The public accusation, rare in Iran, could signal a new phase in an
already intense conflict between Mr. Ahmadinejad, who represents a
powerful group of young, ambitious politicians, and Mr. Larijani, who is
the official representative of the holy city of Qum, the center of
Shiite scholarship in Iran.
Mr. Ahmadinejad said his associate, Saeed Mortazavi, 45, was also at the
taped meeting. In January, Mr. Mortazavi, was dismissed as the head of
Iran’s enormous social welfare organization under pressure from
Parliament. Some days later, however, he was rehired by the president in
the same position, this time as official caretaker.
During the conversation, read out in part by Mr. Ahmadinejad to
astonished lawmakers, Fazel Larijani appears to try to use his family
connections to buy a factory from the social welfare organization. He
promises leniency for Mr. Mortazavi, the former Tehran prosecutor who
faces several criminal proceedings over accusations that he played a
role in the deaths of three protesters in a substandard prison in 2009.
Mr. Mortazavi was arrested Monday evening, the Fars news agency
reported, though no reason was given.
“These are audio and video, and the tape is clear,” Mr. Ahmadinejad is
quoted as saying by the Iranian Students’ News Agency. “If the honorable
Parliament speaker sees fit, we can turn over the 24 to 25 hours to
you,” he said of the recordings. On Monday, Iran’s Islamic Republic News
Agency, a mouthpiece for Mr. Ahmadinejad, deepened the split by
publishing the audio tape on its Web site.

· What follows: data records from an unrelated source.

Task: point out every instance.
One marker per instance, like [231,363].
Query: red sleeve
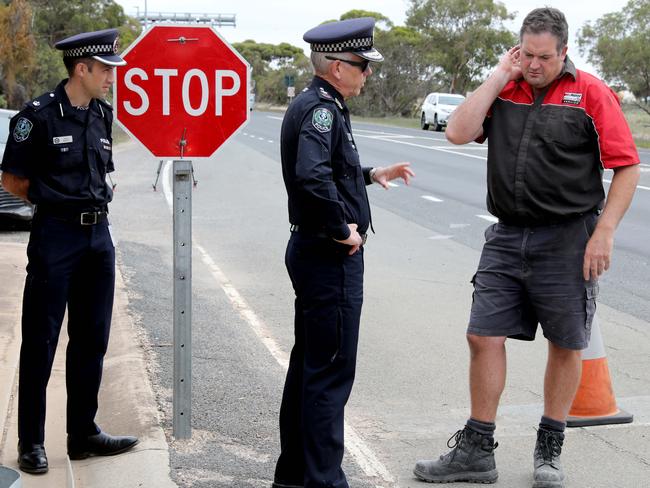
[615,140]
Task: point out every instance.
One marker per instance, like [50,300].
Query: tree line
[445,45]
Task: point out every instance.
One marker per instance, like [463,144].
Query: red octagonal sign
[183,92]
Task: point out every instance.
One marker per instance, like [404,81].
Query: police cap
[99,45]
[352,35]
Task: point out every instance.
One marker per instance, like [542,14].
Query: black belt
[321,234]
[87,217]
[555,220]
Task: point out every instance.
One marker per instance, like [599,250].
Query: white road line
[431,199]
[433,148]
[355,445]
[489,218]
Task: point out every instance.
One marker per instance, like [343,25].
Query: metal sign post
[182,398]
[187,81]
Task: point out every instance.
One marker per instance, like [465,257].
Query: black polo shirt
[325,182]
[546,155]
[64,152]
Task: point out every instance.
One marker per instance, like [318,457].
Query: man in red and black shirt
[552,129]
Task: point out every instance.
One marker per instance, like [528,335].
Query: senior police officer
[57,157]
[330,215]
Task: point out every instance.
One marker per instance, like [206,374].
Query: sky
[286,20]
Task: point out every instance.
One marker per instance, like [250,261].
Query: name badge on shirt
[572,98]
[106,144]
[62,139]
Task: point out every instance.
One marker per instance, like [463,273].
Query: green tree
[17,48]
[396,85]
[464,37]
[617,45]
[271,63]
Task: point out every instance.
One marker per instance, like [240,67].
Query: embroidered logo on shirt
[322,120]
[61,139]
[22,129]
[572,98]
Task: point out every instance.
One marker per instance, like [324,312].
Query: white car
[10,206]
[437,108]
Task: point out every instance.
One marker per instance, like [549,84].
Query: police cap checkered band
[100,45]
[344,46]
[92,50]
[351,35]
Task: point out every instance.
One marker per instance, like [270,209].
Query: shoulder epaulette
[105,103]
[43,101]
[324,94]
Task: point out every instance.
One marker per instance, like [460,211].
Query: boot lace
[549,445]
[456,441]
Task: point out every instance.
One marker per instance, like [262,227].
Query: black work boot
[471,459]
[32,458]
[548,468]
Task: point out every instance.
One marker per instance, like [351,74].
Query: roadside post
[182,94]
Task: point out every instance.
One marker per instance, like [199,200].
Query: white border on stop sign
[248,88]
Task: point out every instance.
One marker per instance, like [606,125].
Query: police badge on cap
[352,35]
[99,45]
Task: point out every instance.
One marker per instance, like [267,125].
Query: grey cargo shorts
[533,275]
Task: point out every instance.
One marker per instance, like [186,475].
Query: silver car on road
[437,108]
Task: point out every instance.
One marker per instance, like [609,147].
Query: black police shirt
[65,152]
[320,164]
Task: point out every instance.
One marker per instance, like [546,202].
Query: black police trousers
[329,293]
[74,265]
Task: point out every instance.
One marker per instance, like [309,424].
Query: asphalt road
[448,198]
[410,394]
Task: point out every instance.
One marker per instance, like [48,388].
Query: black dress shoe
[101,444]
[32,458]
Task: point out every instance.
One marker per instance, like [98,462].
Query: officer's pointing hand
[397,170]
[354,240]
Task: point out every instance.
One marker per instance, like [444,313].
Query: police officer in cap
[330,215]
[57,157]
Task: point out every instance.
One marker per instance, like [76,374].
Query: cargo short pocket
[591,295]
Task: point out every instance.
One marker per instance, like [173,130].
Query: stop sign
[183,92]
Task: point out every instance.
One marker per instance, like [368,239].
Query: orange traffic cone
[594,403]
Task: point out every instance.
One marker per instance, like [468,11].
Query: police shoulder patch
[322,120]
[23,128]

Ali Larijani, cheered on by the Parliament, which has lost nearly every
serious political battle with the president, silenced the room, saying,
“Let him tell his words. If there is anything about my family, then let
him talk about it.”Mr. Larijani said it was a “mafia film” and recalled
how he had a meeting with Mr. Ahmadinejad’s estranged brother, Davoud.
“He said many things against you,” Mr. Larijani told the president,
“about economic corruption, about your inner circle and your relations
with foreign countries.”
For his part, Fazel Larijani strongly denied any wrongdoing, saying that
while he did appear in the clip, the words were not his, but rather had
been added in a voiceover. Calling Mr. Ahmadinejad and Mr. Mortazavi
“mafialike individuals,” he said he would sue them both for “spreading
lies and disturbing public opinion.”
On Monday, several officials criticized Mr. Ahmadinejad and Ali
Larijani, accusing them of lacking self-control and bringing shame on
the country. “They broke the leader’s heart and gave the friends of the
Islamic republic almost a seizure,” said Mojtaba Zolnour, a special
consultant to the supreme leader, Ayatollah Khamenei, the semiofficial
Iranian Labor News Agency reported. “They provided ammunition for the
foreign media on the eve of our election.”